In one of at least seven current lawsuits involving the Affordable Care Act, a coalition of 12 businesses and individuals has filed suit against the Department of the Treasury seeking to halt implementation of ACA tax penalties in states that haven't set up health insurance exchanges. The IRS issued new tax rules in 2012 in anticipation of the health care law, and the coalition claims some of the rules directly contradict Congress's intent.

When the ACA goes into effect next year, employers will be required to pay excise tax penalties if they do not provide minimal health insurance coverage for full time employees.
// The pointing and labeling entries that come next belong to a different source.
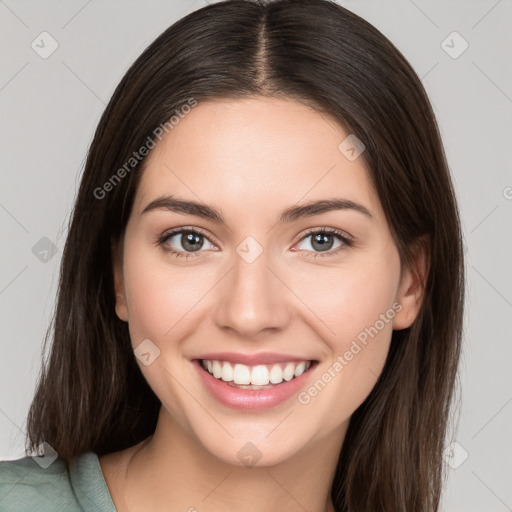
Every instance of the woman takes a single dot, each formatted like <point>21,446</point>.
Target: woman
<point>260,301</point>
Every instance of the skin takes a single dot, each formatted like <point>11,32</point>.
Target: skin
<point>250,159</point>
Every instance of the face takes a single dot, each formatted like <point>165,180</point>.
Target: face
<point>253,285</point>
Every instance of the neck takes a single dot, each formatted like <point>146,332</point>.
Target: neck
<point>171,471</point>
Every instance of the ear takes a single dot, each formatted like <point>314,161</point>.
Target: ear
<point>411,291</point>
<point>117,264</point>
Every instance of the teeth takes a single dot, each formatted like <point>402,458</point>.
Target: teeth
<point>300,369</point>
<point>217,369</point>
<point>259,375</point>
<point>241,374</point>
<point>227,372</point>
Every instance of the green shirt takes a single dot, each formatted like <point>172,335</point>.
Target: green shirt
<point>25,486</point>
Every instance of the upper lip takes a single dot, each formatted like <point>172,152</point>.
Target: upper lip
<point>253,359</point>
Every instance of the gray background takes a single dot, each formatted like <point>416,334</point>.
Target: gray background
<point>50,108</point>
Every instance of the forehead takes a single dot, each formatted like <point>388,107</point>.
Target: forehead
<point>254,152</point>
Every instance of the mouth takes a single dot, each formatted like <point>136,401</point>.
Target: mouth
<point>253,387</point>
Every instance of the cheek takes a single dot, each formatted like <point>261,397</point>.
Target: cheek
<point>162,297</point>
<point>353,309</point>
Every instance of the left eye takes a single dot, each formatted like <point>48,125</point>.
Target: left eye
<point>190,241</point>
<point>322,241</point>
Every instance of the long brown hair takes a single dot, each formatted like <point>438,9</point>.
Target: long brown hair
<point>91,395</point>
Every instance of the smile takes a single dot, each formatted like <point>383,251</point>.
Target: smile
<point>254,377</point>
<point>253,387</point>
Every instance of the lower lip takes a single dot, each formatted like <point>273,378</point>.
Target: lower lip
<point>251,399</point>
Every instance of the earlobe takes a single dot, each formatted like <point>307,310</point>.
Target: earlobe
<point>411,292</point>
<point>121,307</point>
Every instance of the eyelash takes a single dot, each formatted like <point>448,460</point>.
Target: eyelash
<point>346,242</point>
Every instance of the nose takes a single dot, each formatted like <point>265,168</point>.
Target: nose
<point>252,299</point>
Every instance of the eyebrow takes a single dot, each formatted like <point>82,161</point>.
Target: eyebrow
<point>291,214</point>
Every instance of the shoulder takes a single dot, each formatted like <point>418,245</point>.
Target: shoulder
<point>35,484</point>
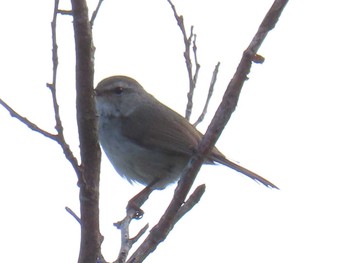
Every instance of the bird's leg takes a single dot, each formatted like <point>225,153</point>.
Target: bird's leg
<point>134,205</point>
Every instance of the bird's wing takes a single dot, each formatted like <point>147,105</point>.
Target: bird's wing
<point>160,130</point>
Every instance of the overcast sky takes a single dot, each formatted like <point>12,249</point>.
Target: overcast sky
<point>291,126</point>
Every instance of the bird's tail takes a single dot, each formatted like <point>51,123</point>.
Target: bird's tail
<point>245,171</point>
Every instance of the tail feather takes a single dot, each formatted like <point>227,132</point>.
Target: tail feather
<point>245,171</point>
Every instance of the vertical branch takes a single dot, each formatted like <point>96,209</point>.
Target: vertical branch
<point>187,54</point>
<point>210,93</point>
<point>87,128</point>
<point>52,86</point>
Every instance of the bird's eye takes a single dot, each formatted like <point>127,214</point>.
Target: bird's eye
<point>118,90</point>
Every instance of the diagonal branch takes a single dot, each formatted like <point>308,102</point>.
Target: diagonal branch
<point>222,115</point>
<point>27,122</point>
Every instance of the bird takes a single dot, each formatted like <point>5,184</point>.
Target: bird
<point>146,141</point>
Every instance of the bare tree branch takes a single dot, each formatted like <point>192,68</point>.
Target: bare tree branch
<point>187,54</point>
<point>94,14</point>
<point>210,93</point>
<point>222,115</point>
<point>90,152</point>
<point>52,86</point>
<point>27,122</point>
<point>59,137</point>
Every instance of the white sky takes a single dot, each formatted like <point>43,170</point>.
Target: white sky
<point>291,126</point>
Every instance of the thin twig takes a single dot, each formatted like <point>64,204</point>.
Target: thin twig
<point>194,48</point>
<point>187,54</point>
<point>160,231</point>
<point>210,93</point>
<point>27,122</point>
<point>94,14</point>
<point>190,202</point>
<point>52,87</point>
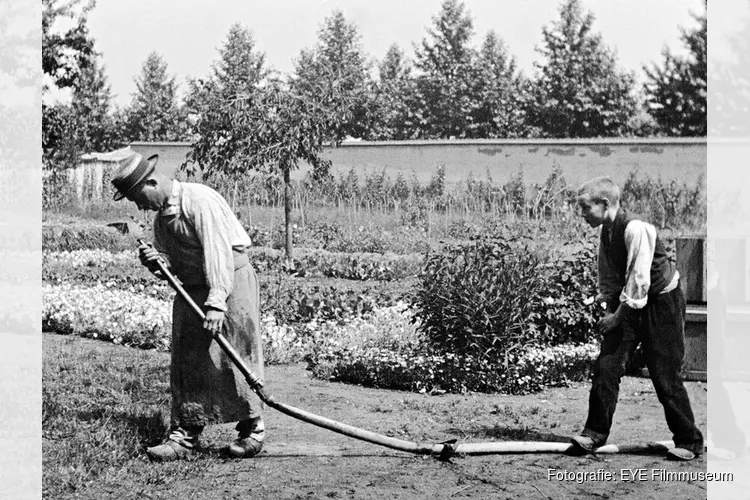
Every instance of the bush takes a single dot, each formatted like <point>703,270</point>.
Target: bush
<point>429,371</point>
<point>568,311</point>
<point>286,298</point>
<point>482,299</point>
<point>386,350</point>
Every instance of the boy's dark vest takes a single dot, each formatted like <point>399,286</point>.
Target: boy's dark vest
<point>662,270</point>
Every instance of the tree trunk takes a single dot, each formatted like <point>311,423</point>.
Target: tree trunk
<point>288,212</point>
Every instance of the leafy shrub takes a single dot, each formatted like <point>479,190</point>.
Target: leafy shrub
<point>286,298</point>
<point>481,299</point>
<point>386,350</point>
<point>665,204</point>
<point>568,311</point>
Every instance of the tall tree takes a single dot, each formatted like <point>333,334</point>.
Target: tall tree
<point>91,106</point>
<point>337,60</point>
<point>500,93</point>
<point>154,113</point>
<point>445,61</point>
<point>579,91</point>
<point>270,130</point>
<point>394,93</point>
<point>236,74</point>
<point>65,54</point>
<point>676,91</point>
<point>241,66</point>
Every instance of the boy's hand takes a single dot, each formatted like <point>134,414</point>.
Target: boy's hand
<point>214,321</point>
<point>608,323</point>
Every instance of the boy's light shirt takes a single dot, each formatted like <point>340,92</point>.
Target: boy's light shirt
<point>640,240</point>
<point>217,230</point>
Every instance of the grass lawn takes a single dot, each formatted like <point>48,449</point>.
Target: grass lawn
<point>102,403</point>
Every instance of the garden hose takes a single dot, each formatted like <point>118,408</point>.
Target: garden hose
<point>443,450</point>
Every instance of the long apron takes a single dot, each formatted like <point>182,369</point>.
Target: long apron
<point>206,386</point>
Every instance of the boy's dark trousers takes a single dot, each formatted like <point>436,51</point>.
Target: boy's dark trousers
<point>660,327</point>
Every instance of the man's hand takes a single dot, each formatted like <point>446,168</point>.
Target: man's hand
<point>214,321</point>
<point>611,321</point>
<point>149,256</point>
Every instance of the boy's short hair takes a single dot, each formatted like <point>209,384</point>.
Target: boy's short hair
<point>600,188</point>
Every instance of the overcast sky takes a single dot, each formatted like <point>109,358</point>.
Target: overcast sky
<point>188,33</point>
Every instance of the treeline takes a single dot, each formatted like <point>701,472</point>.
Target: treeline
<point>448,88</point>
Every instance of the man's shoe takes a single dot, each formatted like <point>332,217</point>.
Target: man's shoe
<point>681,454</point>
<point>586,444</point>
<point>168,451</point>
<point>245,448</point>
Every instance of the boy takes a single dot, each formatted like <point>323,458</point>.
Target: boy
<point>645,304</point>
<point>200,239</point>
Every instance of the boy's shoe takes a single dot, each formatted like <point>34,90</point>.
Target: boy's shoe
<point>168,451</point>
<point>245,447</point>
<point>681,454</point>
<point>586,444</point>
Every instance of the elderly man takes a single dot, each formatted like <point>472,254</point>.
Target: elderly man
<point>204,245</point>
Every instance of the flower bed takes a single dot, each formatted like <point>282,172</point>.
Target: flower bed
<point>309,263</point>
<point>121,316</point>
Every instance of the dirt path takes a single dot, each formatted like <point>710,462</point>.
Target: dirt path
<point>301,461</point>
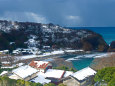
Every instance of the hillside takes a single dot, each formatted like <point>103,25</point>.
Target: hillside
<point>27,34</point>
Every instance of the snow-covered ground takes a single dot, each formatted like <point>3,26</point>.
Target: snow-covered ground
<point>42,55</point>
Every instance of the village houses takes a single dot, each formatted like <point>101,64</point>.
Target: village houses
<point>42,72</point>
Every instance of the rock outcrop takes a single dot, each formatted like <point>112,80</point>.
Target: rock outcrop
<point>27,34</point>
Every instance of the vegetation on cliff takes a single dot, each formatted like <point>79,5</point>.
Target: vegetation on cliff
<point>106,75</point>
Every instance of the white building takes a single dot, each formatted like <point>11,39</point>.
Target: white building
<point>24,72</point>
<point>81,78</point>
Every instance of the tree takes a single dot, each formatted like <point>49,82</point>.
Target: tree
<point>107,75</point>
<point>0,64</point>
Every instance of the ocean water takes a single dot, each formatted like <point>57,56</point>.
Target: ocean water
<point>108,33</point>
<point>80,62</point>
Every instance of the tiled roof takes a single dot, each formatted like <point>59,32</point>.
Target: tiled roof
<point>39,64</point>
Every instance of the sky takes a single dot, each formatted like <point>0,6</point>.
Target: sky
<point>67,13</point>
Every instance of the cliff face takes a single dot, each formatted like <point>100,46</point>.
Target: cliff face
<point>28,34</point>
<point>112,47</point>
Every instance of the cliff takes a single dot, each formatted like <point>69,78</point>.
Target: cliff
<point>28,34</point>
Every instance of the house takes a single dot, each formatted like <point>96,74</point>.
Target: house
<point>80,78</point>
<point>40,79</point>
<point>54,75</point>
<point>41,66</point>
<point>4,52</point>
<point>4,73</point>
<point>24,72</point>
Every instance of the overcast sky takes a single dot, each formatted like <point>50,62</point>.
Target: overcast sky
<point>77,13</point>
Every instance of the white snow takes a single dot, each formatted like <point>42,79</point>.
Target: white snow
<point>82,74</point>
<point>42,55</point>
<point>24,71</point>
<point>4,72</point>
<point>39,63</point>
<point>41,78</point>
<point>53,73</point>
<point>72,50</point>
<point>67,73</point>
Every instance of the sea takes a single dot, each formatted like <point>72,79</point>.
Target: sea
<point>81,61</point>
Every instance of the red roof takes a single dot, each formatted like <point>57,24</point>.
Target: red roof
<point>36,64</point>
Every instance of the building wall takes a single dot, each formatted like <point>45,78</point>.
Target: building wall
<point>31,77</point>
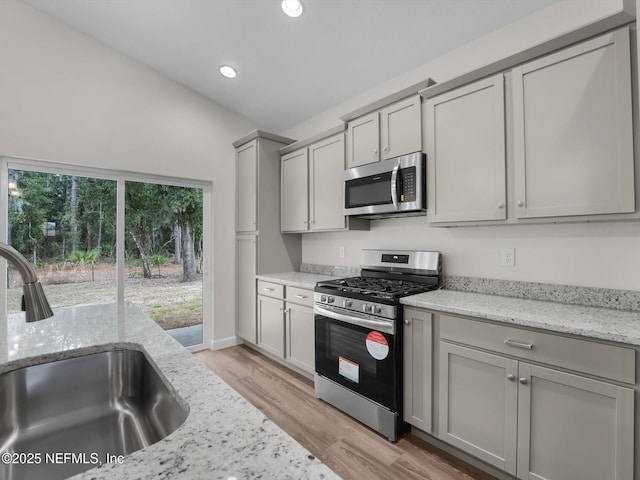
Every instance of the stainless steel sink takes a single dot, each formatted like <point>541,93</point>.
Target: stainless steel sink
<point>71,415</point>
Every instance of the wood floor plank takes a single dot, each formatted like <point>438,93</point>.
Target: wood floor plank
<point>349,448</point>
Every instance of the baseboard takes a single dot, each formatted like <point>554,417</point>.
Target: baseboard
<point>225,342</point>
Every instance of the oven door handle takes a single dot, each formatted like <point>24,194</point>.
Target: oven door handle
<point>356,319</point>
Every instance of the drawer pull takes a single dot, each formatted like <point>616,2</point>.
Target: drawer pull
<point>514,343</point>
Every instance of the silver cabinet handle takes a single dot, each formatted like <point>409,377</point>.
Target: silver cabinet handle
<point>516,344</point>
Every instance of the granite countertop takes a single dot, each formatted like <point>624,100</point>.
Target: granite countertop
<point>224,436</point>
<point>295,279</point>
<point>599,323</point>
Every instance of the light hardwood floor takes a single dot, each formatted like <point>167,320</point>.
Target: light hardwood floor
<point>350,449</point>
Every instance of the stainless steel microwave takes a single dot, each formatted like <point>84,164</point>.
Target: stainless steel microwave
<point>394,187</point>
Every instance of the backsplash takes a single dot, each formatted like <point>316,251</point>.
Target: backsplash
<point>570,294</point>
<point>334,270</point>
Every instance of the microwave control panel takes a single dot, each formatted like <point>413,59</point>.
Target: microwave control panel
<point>408,184</point>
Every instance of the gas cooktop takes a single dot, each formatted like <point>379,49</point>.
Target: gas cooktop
<point>382,288</point>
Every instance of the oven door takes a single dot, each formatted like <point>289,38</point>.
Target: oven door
<point>362,357</point>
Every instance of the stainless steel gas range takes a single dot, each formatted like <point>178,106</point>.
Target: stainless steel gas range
<point>358,331</point>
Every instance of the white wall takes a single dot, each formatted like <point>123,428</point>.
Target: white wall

In such cases, the employee could be given a tax credit in order to purchase the insurance through a state-run insurance exchange authorized by the law.

So far, however, 33 states have either refused to implement the insurance exchanges or have been unable to get them ready in time for open enrollment, which is to take place on Oct. 1. In those states, the federal government will have to set up the exchanges, which still may not be ready in time.

In states with no insurance exchanges, the plaintiffs argue, the IRS should not be able to implement either the tax penalties or the corresponding credits because the law does not explicitly authorize the IRS to do so. Furthermore, the lawsuit claims, the tax credits and penalties contradict Congress’s intent when passing the law. The concept of the ACA as a tax scheme was brought up for the first time in National Federation of Independent Business v. Sebelius, the U.S. Supreme Court case that upheld the constitutionality of the law last June.

"The IRS rule we are challenging is at war with the act's plain language and completely rewrites the deal that Congress made with the states on running these insurance exchanges," says a lawyer representing the coalition.

A spokesperson for the Treasury Department responded that the agency is “confident that providing tax credits to individuals in every state is supported by the statute and our authority to interpret it."

The case is currently before a federal district court, as are at least six other cases brought against the law in other courts, and will likely have little nationwide impact on the trial level. More important will be rulings announced on appeal, particularly if any of the cases makes its way to the Supreme Court.